The fertilizer market continues to reel under pressure from over capacity with major falls in global prices during July, and additionally assisted by a stronger Australian dollar. The pricing of DAP when converted to A$, fell by $19 (-4%) and Urea by $25 (-10%), and well below the average since 2010 (figure 1). This fall in price places DAP at its lowest level since December 2013 and Urea at levels not seen since February 2005. The prices reflect global prices, and are likely to be substantially lower than prices quoted in Australia, but gives an indication of where prices should be heading.
The fertilizer industry supply and demand balance between now and 2018 is expected to remain in the favour of growers. During this period, it is expected that nitrogen based fertilizer supply will increase by 3.7% annually whilst demand will only increase by 1.4%. This situation is mirrored with potash (4.2% vs 2.6%) and Phosphate (2.7% vs 2.3%). The excess supply reduces the capacity for large prices increases unless we see a substantial shutdown of plants or an unexpected increase in fertilizer demand.
At these levels it is worthwhile examining opportunities to lock in prices for the future either through derivative based products such as swaps or through forward physical contracts.

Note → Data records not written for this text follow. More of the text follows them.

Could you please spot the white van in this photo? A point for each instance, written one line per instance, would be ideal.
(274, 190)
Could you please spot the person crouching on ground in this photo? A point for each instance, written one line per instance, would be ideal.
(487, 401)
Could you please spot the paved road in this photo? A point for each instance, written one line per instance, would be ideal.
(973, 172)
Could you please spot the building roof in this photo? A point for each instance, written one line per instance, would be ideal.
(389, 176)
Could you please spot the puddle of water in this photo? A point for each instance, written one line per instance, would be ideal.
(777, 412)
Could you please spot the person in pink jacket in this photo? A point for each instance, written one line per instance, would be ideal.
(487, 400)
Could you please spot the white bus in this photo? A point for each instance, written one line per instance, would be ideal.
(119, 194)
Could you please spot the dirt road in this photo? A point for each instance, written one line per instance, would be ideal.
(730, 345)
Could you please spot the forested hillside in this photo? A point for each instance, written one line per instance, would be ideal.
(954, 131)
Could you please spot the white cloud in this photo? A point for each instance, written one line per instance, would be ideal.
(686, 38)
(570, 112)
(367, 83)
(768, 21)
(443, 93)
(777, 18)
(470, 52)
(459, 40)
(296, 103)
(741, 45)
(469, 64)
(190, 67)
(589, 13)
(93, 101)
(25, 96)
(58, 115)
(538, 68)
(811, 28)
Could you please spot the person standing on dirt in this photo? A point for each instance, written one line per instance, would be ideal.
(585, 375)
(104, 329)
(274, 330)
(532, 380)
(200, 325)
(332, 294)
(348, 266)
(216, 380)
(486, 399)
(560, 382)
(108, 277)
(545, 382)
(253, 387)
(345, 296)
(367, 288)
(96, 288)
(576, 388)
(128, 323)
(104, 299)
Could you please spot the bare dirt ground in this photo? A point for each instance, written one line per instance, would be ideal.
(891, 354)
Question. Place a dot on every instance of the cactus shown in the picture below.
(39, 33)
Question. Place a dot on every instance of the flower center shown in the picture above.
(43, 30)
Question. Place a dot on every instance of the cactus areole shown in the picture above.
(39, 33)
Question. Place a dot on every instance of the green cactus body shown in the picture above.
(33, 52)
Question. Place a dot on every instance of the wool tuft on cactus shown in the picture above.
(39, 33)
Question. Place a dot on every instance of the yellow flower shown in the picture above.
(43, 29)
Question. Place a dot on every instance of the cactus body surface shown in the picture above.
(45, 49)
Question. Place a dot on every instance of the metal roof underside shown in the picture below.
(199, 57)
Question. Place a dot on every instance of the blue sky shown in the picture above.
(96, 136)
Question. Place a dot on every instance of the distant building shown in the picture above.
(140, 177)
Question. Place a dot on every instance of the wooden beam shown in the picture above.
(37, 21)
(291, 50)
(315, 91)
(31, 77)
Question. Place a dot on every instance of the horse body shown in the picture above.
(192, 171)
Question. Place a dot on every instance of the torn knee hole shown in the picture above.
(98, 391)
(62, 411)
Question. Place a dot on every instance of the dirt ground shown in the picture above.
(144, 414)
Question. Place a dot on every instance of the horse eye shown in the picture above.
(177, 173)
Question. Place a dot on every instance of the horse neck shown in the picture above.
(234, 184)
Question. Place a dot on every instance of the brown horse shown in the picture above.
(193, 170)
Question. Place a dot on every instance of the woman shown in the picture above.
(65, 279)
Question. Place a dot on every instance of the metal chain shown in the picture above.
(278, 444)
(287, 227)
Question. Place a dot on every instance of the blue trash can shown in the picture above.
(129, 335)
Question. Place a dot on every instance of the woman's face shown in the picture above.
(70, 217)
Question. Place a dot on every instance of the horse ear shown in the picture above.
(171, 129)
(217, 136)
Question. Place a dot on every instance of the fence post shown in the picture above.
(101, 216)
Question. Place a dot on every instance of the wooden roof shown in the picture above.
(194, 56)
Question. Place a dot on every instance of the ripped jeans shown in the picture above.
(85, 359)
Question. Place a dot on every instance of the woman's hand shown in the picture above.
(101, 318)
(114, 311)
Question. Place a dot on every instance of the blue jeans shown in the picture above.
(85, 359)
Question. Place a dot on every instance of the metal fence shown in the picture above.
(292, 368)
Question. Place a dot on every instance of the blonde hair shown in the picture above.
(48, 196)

If using derivatives there is still an element of basis risk, due to the difficulty of ascertaining longer term Australian physical fertilizer prices.
In another benefit for all the diesel burners out there on the run up to harvest, is that petrol prices have dropped slightly, with the average petrol price 21c lower than the same time last year (Figure 2). The petrol prices and diesel are closely aligned, therefore petrol price movements can be used as a proxy for diesel price movements, and vice versa.

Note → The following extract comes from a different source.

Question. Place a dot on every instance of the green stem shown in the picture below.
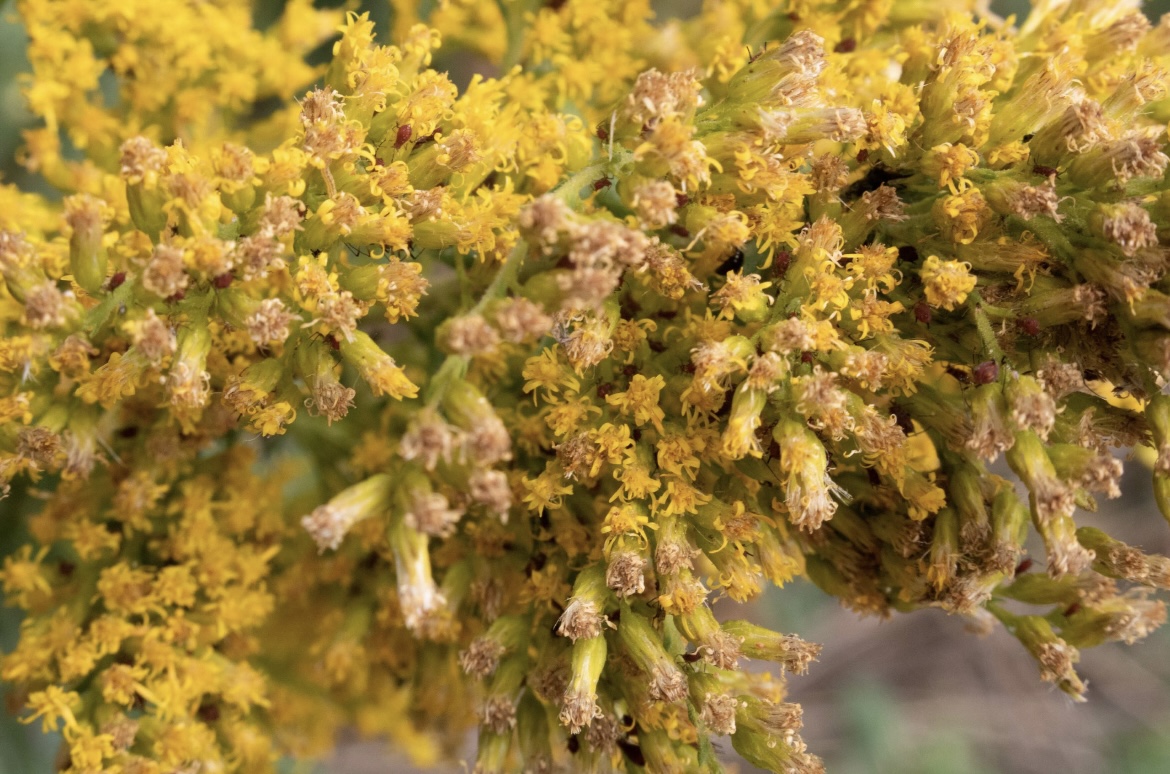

In an interesting move the ACCC this week announced that although petrol prices are a relatively low levels that they were still too high due to retail margins being at record highs. In figure 3, we can see the basis between Singapore petrol (FOB) and Australian retail petrol prices, and it is quite clear that basis has substantially increased since 1998. The Singapore petrol price is used to determine our local prices for fuel as the majority of our fuel is imported from Singapore. This increase in basis can potentially be attributed to freight costs, increased fuel tax and other operation costs however it is clear which direction basis is travelling.
The low priced grain environment which we currently inhabit highlights the importance of reducing costs of production, especially when we are competing with origins in the Black Sea.
When we get good prices for our outputs it is important to push the horizon as far as possible, and likewise we should be examining the possibilities when it comes to our inputs.